Practitioners do not perform an intervention and know the effect on outcomes with certainity. This uncertainty results in a relationship between interventions and outcomes that is a probability of an effect. Interventions are often taught deterministically as if a causal relationship exists that results in a specific effect; however, this teaching is either an oversimplification of a more complex relationship, or it may just be a false notion. All interventions result in an effect on outcomes that is variant in both reliability and effect size. Assertions of any causal relationship are hypotheses, and these hypotheses only affect the probability if they affect practice. That is, the effect of a hypothesis on an outcome is due to the effect on practice (e.g., intervention selection) and not due to the hypothesis itself.

Although it is common to see the phrase "correlation is not causation," it is rare to see a discussion on how a causal relationship is demonstrated. This is likely because demonstrating cause is not as simple as may be implied by the statement "correlation is not causation." The way this phrase is abused in the media, it is almost implied that correlation is the "easy way out", and a little extra effort would have revealed the causal relationship. This is not true. Although correlations are relatively easy to demonstrate, a causal relationship is accepted when all available evidence suggests that the causal hypothesis is the most accurate available and leads to the most accurate predictions. It would not be inaccurate (although maybe a bit incomplete) to say that causation is demonstrated by congruence between multiple correlations. It is also important to note that "proving causation" can become a "slippery slope argument" in which an ever-increasing search for a more detailed explanation results in a continuous demonstration of gaps in our knowledge.

This relationship between interventions, causation, evidence, and outcomes results in an uncertainty that, again, can only be expressed as a probability. Although it is not necessary to measure this probability to measure the probability of an intervention resulting in a change in an outcome measure, this probability of the accuracy of a hypothesis of causation should clearly demonstrate that the relationship between intervention and outcomes is not deterministic.

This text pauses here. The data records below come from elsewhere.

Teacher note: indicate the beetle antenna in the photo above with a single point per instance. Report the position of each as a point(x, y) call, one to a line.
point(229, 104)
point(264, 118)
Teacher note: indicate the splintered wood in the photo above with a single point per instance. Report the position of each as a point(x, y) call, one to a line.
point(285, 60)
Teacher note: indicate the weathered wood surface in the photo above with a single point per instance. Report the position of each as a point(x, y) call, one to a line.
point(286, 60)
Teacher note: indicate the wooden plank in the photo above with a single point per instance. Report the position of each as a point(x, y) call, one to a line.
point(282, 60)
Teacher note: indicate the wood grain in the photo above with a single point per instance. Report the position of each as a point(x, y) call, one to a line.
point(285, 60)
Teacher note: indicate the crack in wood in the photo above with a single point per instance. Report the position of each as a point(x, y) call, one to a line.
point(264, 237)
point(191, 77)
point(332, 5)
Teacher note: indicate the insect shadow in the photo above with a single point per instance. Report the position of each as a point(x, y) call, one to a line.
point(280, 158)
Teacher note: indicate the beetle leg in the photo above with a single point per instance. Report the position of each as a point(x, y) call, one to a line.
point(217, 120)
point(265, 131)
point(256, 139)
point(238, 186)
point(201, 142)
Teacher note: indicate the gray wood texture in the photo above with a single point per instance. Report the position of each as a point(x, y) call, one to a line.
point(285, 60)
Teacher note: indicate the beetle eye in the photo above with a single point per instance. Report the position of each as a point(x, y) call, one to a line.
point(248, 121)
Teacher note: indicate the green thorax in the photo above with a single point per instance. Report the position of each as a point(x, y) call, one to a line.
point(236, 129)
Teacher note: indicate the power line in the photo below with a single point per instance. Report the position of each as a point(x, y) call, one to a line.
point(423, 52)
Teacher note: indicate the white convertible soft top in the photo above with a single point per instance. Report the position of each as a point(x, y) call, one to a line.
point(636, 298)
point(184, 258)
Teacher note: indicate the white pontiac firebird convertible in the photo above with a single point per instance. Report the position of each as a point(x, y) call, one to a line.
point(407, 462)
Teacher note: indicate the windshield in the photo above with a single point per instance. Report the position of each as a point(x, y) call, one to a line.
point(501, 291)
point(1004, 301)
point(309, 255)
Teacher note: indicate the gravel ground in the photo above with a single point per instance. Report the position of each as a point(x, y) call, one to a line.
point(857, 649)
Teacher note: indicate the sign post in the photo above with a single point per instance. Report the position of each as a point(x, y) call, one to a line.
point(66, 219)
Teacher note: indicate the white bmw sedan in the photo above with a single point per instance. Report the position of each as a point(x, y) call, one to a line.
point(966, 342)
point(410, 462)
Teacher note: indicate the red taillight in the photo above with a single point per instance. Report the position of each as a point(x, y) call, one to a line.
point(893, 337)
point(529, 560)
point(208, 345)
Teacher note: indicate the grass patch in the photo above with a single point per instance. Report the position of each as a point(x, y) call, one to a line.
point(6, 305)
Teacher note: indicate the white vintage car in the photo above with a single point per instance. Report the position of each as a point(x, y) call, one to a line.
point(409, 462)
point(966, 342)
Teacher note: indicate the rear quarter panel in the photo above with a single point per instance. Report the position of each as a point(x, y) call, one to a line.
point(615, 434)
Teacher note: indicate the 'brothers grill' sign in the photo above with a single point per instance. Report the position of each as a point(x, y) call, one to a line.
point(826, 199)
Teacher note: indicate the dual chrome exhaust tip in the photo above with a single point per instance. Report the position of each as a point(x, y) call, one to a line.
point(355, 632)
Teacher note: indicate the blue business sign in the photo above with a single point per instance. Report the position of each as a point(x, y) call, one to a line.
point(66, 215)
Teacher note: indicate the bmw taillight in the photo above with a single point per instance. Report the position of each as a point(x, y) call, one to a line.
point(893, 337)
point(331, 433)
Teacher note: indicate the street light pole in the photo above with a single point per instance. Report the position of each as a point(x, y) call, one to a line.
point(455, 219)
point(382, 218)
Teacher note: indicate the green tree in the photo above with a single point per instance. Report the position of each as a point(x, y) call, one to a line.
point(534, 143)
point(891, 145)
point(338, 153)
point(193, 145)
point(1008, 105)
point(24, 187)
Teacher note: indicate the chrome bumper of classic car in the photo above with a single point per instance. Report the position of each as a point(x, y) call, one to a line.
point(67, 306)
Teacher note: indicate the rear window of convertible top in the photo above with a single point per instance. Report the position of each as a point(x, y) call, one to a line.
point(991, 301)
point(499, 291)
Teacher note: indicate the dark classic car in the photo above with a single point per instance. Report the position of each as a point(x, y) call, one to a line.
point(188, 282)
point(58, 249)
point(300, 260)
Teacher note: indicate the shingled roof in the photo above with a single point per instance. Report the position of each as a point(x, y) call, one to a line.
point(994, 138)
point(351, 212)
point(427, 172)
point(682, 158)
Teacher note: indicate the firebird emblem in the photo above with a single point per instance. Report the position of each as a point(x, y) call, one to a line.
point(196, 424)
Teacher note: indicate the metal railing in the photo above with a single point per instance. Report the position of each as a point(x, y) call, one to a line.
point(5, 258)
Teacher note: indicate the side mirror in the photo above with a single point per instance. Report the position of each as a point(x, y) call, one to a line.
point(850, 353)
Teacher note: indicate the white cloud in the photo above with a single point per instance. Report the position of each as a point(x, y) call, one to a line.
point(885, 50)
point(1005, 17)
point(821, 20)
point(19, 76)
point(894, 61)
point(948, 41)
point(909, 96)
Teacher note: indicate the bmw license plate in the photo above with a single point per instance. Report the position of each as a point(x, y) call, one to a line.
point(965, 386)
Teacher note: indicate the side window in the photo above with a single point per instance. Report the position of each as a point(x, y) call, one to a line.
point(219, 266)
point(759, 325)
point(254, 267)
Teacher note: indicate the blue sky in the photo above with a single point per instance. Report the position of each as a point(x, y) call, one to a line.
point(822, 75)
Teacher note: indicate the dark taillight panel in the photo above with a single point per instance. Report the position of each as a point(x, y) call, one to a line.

The Effectiveness of Interventions is Relative

Critique is Not Binary

The efficacy of an intervention does not compete with with the efficacy of not performing the intervention; it competes with the efficacy of all other interventions for available time during a session. When a technique is critically evaluated by a professional, it is not a binary choice of whether the technique should or should not be performed unless the technique has an expected value less than or equal to doing nothing. Techniques less effective than doing nothing are likely relatively rare due to the "survivorship bias." "Survivorship bias" implies that the available sample is biased to include only those techniques that have "survived (are still in use today)." Techniques that make a patient worse are unlikely to be used beyond a practitioner's tolerance for experimentation and are unlikely to spread in a profession since professionals are unlikely to tell their colleagues about ineffective techniques. Note that techniques may also fail to survive because of complexity, competitive factors other than efficacy, and failure to spread, but this will be considered further in the section on experimentation. The majority of techniques currently used in a rehabilitation setting have likely demonstrated efficacy that is more than doing nothing (or placebo), even if the effect is only a short-term improvement of subjective symptoms for some patients. At the very least, more techniques have demonstrated efficacy in randomized controlled trials (RCTs) than can be reasonably performed in a single session. This implies that the critical evaluation of techniques should focus on how effective the technique is relative to other possible techniques that could be chosen.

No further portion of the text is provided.